Броский возвысил голос:
- Я не психиатр и внушением не лечу, но к вам я применил внушение.
- Что же вы мне внушили?
- Я вам внушил, что мое средство вам помогает, а это средство было не чем иным, как простой водой. Да, я впрыскивал вам и жене вашей просто соленую воду, и сердечного припадка мое лечение вызвать не могло.
Невозможно описать, что произошло вслед за этими словами. Олимпан схватился руками за голову, стал бегать по комнате, рыча какие-то слова, из которых я разобрал только одно: издевательство. Броский застыл в позе памятника Пушкина на Пушкинской улице. Меня разобрал смех, и я выбежал из комнаты.
Надо было знать Олимпана, его болезненную самомнительность, его пламенную страсть к собственной персоне, к своим ногтям, коже, платью, чтобы понять его бешенство. Ему, Олимпа-ну Мохрову, под благородную кожу его, впрыскивали больше недели простую воду! Ему, эфироману, эстету, утонченному художнику, любителю изысканных ощущений впрыскивали воду! Всё, что угодно, перенес бы Олимпан: спирт, керосин, ментол, бензин - но не воду. Это было оскорблением для всего его существа.
Если бы Броский не убрался своевременно, он вытолкал бы его собственноручно из дверей своего дома.
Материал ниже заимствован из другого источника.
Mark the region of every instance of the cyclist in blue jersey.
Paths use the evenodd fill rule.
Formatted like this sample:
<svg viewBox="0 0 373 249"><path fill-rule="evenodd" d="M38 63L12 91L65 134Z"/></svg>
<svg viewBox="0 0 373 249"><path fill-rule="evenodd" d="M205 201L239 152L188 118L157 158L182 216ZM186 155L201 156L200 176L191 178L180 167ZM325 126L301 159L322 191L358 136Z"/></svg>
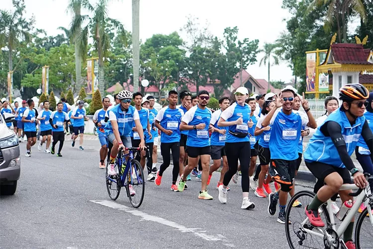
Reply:
<svg viewBox="0 0 373 249"><path fill-rule="evenodd" d="M143 99L141 103L141 107L145 109L149 109L150 106L149 101L147 99ZM146 168L148 169L148 181L153 181L155 179L155 176L152 174L152 167L153 166L153 149L154 145L154 138L153 137L153 127L154 126L154 122L155 122L155 117L154 113L149 110L149 123L150 126L150 132L152 133L151 136L145 136L145 144L148 147L148 150L146 151ZM157 132L158 134L158 132ZM158 138L158 137L156 138Z"/></svg>
<svg viewBox="0 0 373 249"><path fill-rule="evenodd" d="M105 134L104 127L106 125L105 122L105 115L107 111L107 109L110 106L110 99L104 97L102 99L102 108L99 109L94 113L93 117L93 122L94 125L97 127L97 133L98 140L101 144L100 148L100 162L98 167L101 169L105 168L105 158L107 155L108 141L107 136Z"/></svg>
<svg viewBox="0 0 373 249"><path fill-rule="evenodd" d="M216 188L223 184L224 175L228 171L228 161L227 155L225 153L225 138L228 132L227 127L219 127L217 125L218 121L220 118L221 113L224 112L229 106L229 98L223 97L219 100L219 106L220 109L212 114L210 121L210 124L214 126L214 131L211 134L210 148L211 158L213 160L214 164L210 167L209 171L207 185L210 184L212 173L218 170L221 165L221 159L223 159L223 168L220 171L220 178L218 181Z"/></svg>
<svg viewBox="0 0 373 249"><path fill-rule="evenodd" d="M250 119L251 108L245 103L249 96L247 88L240 87L234 93L236 102L227 108L220 115L218 122L220 127L228 127L225 140L225 152L229 170L225 173L223 185L219 186L219 200L227 203L227 188L241 164L242 209L252 209L255 204L249 199L249 168L250 165L251 146L249 129L254 126Z"/></svg>
<svg viewBox="0 0 373 249"><path fill-rule="evenodd" d="M125 151L125 148L132 146L130 134L134 123L140 137L139 147L142 150L145 147L144 132L140 122L139 113L130 105L132 94L129 91L122 91L118 94L117 98L120 101L120 104L106 112L105 121L107 124L104 128L109 142L113 145L107 167L107 173L110 175L116 174L114 162L119 148L123 148L124 153L126 154L128 151Z"/></svg>
<svg viewBox="0 0 373 249"><path fill-rule="evenodd" d="M137 92L134 93L132 95L132 99L133 99L133 102L135 103L135 108L136 108L139 113L140 122L141 123L141 126L143 128L145 145L147 146L146 145L146 140L149 137L151 138L152 137L152 133L150 131L150 124L149 122L150 112L147 109L141 107L141 103L143 100L143 95L141 93ZM137 128L134 124L132 127L132 131L131 132L131 140L132 146L139 146L141 140ZM140 162L142 168L144 169L145 167L145 161L146 160L146 151L144 150L141 151L140 153L138 153L135 158Z"/></svg>
<svg viewBox="0 0 373 249"><path fill-rule="evenodd" d="M308 169L325 183L305 208L306 215L314 227L325 226L318 208L335 194L339 193L342 203L353 201L349 195L351 190L339 191L343 184L351 183L350 173L358 187L364 188L367 183L364 175L355 167L351 155L360 136L370 152L373 152L373 134L364 117L369 93L360 84L350 84L341 88L339 97L342 106L316 130L303 154ZM343 234L348 249L355 248L352 241L354 221L353 217Z"/></svg>
<svg viewBox="0 0 373 249"><path fill-rule="evenodd" d="M22 107L18 107L15 111L15 118L17 120L17 128L18 129L18 137L19 142L22 142L23 139L23 122L22 122L22 116L23 112L27 109L26 107L27 102L25 100L22 101Z"/></svg>
<svg viewBox="0 0 373 249"><path fill-rule="evenodd" d="M35 123L38 124L39 121L36 119L36 115L34 109L35 104L34 101L28 100L27 101L28 108L23 112L22 117L22 122L24 123L24 130L25 135L27 138L27 144L26 145L26 156L31 156L31 147L36 143L36 125Z"/></svg>
<svg viewBox="0 0 373 249"><path fill-rule="evenodd" d="M151 95L148 96L146 98L149 100L149 110L151 113L152 113L154 115L154 118L155 121L155 117L158 114L158 112L154 108L154 104L155 104L155 99L153 96ZM157 153L157 147L158 146L158 142L159 138L158 137L158 129L153 124L152 127L152 136L153 138L153 155L152 156L152 161L153 164L152 165L152 173L156 173L157 171L158 171L157 168L157 161L158 160L158 153Z"/></svg>
<svg viewBox="0 0 373 249"><path fill-rule="evenodd" d="M49 150L49 146L51 145L52 139L52 125L49 123L49 117L52 114L52 111L49 110L49 102L47 100L43 102L44 109L39 113L37 117L37 119L40 123L40 135L42 136L38 146L38 149L41 150L43 144L46 141L47 143L44 150L45 153L51 152Z"/></svg>
<svg viewBox="0 0 373 249"><path fill-rule="evenodd" d="M191 108L191 94L187 91L182 91L179 95L182 105L180 108L183 110L184 114L186 113L190 108ZM188 164L188 153L186 151L186 140L188 138L188 130L180 131L180 157L179 160L179 165L180 170L179 174L182 175L184 172L184 166ZM194 169L193 169L194 171ZM198 174L198 171L194 172L195 175ZM187 175L186 180L190 181L190 174Z"/></svg>
<svg viewBox="0 0 373 249"><path fill-rule="evenodd" d="M364 114L366 120L369 125L371 130L373 131L373 92L369 94L367 112ZM364 173L367 172L373 175L373 155L369 151L369 148L363 137L361 136L355 149L355 155L360 165L363 167ZM370 182L371 189L373 190L373 182ZM365 204L362 204L359 209L361 213L365 209Z"/></svg>
<svg viewBox="0 0 373 249"><path fill-rule="evenodd" d="M178 189L180 192L184 191L186 176L194 167L198 165L198 160L200 159L201 186L198 198L203 200L212 200L212 196L208 194L206 188L211 153L208 131L209 129L211 131L214 130L214 127L210 124L212 113L206 107L210 94L207 91L200 91L198 93L197 98L198 105L190 108L185 114L180 124L181 130L189 131L186 141L188 166L184 169Z"/></svg>
<svg viewBox="0 0 373 249"><path fill-rule="evenodd" d="M62 150L64 141L65 141L64 123L67 123L68 125L71 124L69 116L66 113L62 111L63 108L63 104L62 102L59 102L57 104L57 111L53 112L49 117L49 123L52 125L52 133L53 136L53 142L52 143L51 154L54 154L56 145L58 142L60 142L58 151L57 154L57 156L59 157L62 156L62 155L61 154L61 151Z"/></svg>
<svg viewBox="0 0 373 249"><path fill-rule="evenodd" d="M158 112L155 119L155 125L161 131L161 154L163 163L157 171L154 183L157 186L161 185L163 173L170 166L171 158L170 151L172 153L174 168L172 170L171 190L178 191L176 186L179 173L179 157L180 155L180 129L179 126L184 112L176 107L178 103L178 93L174 90L169 92L169 105L164 107Z"/></svg>
<svg viewBox="0 0 373 249"><path fill-rule="evenodd" d="M79 135L79 149L83 150L83 137L84 135L84 120L89 120L90 119L87 117L87 112L84 107L84 101L79 101L78 107L76 107L71 113L71 119L74 120L73 126L74 126L74 136L73 141L71 142L71 146L75 146L75 140Z"/></svg>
Я никогда не видел его в таком гневе. Конечно, в тот же день он нанюхался эфиру, несмотря на болезнь жены. Водяная идиллия оказалась непрочной. Я так сильно смеялся над Олимпаном, что мне было неловко пойти к нему вскоре после этой истории. Не простившись, я уехал на юг, где меня и застала война. На берега Невы я вернулся только к новой весне. Всё здесь было иным, не похожим на прошлое. Я разыскал Броскина и Мохровых. То, что я узнал, показалось бы фантастическим во всякое другое время, кроме нынешнего.